* Chicago’s plan to match education with jobs; this is long over-due.
* Is charity a major source of deadweight loss? Notice the linked column: “Increasing evidence shows that donors [to charity] often tolerate high administrative costs, fail to monitor charities and do not insist on measurable results — the opposite of how they act when they invest in the stock market.”
* What an awesome office! Uncomfortable chairs, though.
* “Shame Is Not the Solution” for improving teachers. On the other hand, I suspect some of the districts who want to make teaching evaluations and test scores public are doing so out of desperation, or because they can’t build the kind of sophisticated evaluation systems Gates mentions. (For another discussion of this issue, see LA Times Ranks Teachers from Marginal Revolution.)

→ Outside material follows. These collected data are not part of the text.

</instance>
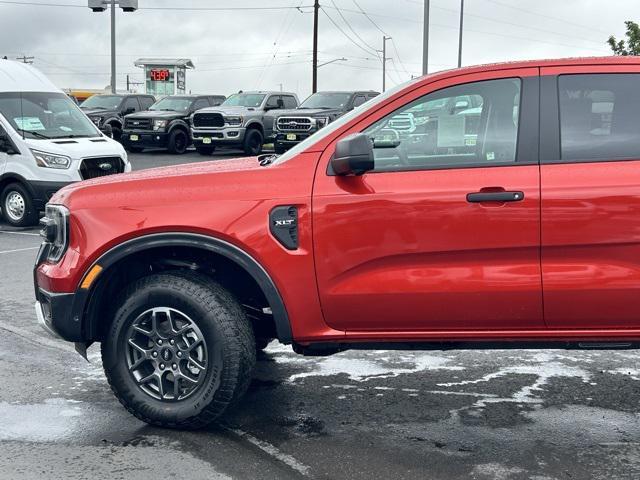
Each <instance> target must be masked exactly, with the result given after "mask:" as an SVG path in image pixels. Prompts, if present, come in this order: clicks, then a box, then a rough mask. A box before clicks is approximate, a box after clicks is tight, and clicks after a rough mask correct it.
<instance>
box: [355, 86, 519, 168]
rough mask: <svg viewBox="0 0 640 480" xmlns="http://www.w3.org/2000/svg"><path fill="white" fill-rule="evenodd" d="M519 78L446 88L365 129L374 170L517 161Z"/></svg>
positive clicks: (403, 106)
mask: <svg viewBox="0 0 640 480" xmlns="http://www.w3.org/2000/svg"><path fill="white" fill-rule="evenodd" d="M520 90H521V81H520V79H500V80H487V81H482V82H475V83H468V84H465V85H457V86H454V87H449V88H445V89H443V90H439V91H437V92H433V93H430V94H428V95H425V96H424V97H422V98H419V99H418V100H415V101H413V102H411V103H410V104H408V105H405V106H403V107H402V108H400V109H398V110H396V111H395V112H392V113H391V114H389V115H387V116H386V117H384V118H383V119H381V120H379V121H377V122H376V123H374V124H373V125H371V126H370V127H368V128H367V129H366V130H365V132H364V133H366V134H368V135H369V136H370V137H371V140H372V142H373V146H374V150H373V151H374V156H375V171H383V172H384V171H401V170H424V169H435V168H464V167H473V166H494V165H509V164H513V163H514V162H515V161H516V145H517V138H518V120H519V106H520Z"/></svg>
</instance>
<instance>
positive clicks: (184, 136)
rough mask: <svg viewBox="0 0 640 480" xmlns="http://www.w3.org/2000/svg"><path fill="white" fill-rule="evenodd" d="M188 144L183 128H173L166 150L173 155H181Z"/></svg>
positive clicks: (169, 135)
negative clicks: (166, 149) (179, 128)
mask: <svg viewBox="0 0 640 480" xmlns="http://www.w3.org/2000/svg"><path fill="white" fill-rule="evenodd" d="M188 146H189V135H188V134H187V132H185V131H184V130H181V129H179V128H174V129H173V131H172V132H171V133H170V134H169V143H168V147H167V148H168V150H169V151H170V152H171V153H173V154H175V155H182V154H183V153H184V152H186V151H187V147H188Z"/></svg>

* Let’s hope the MPAA ratings board dies; sample: “[. . .] while the MPAA board pretends to be a source of neutral and non-ideological advice to parents, it all too often reveals itself to be a velvet-glove censorship agency, seemingly devoted to reactionary and defensive cultural standards.”
* Sounds like fun: “With its sex-obsessed young heroine, ‘Turn Me On, Dammit!’ goes where few movies have gone,” and like the rare movie that actually goes where other movies haven’t.
* Why Don’t You Do Something Other Than Sit at Your Computer? (Side question: “Is your computer depressing you?”)
* The idea of the “food desert” is fading. I’m not sure it was ever real, but that doesn’t mean you shouldn’t use it in your proposals.
* A short, accurate description of the long-term problems in Europe. This is also, on some level, about how people form groups and act in those groups. (“Americans in Massachusetts and Americans in Mississippi do feel themselves part of the same country, sharing language and culture. Germans and Spaniards do not feel the same.”) See further Jonathan Haidt’s book The Righteous Mind.
* Testing the Teachers, and how do we know what we’re actually getting out of college?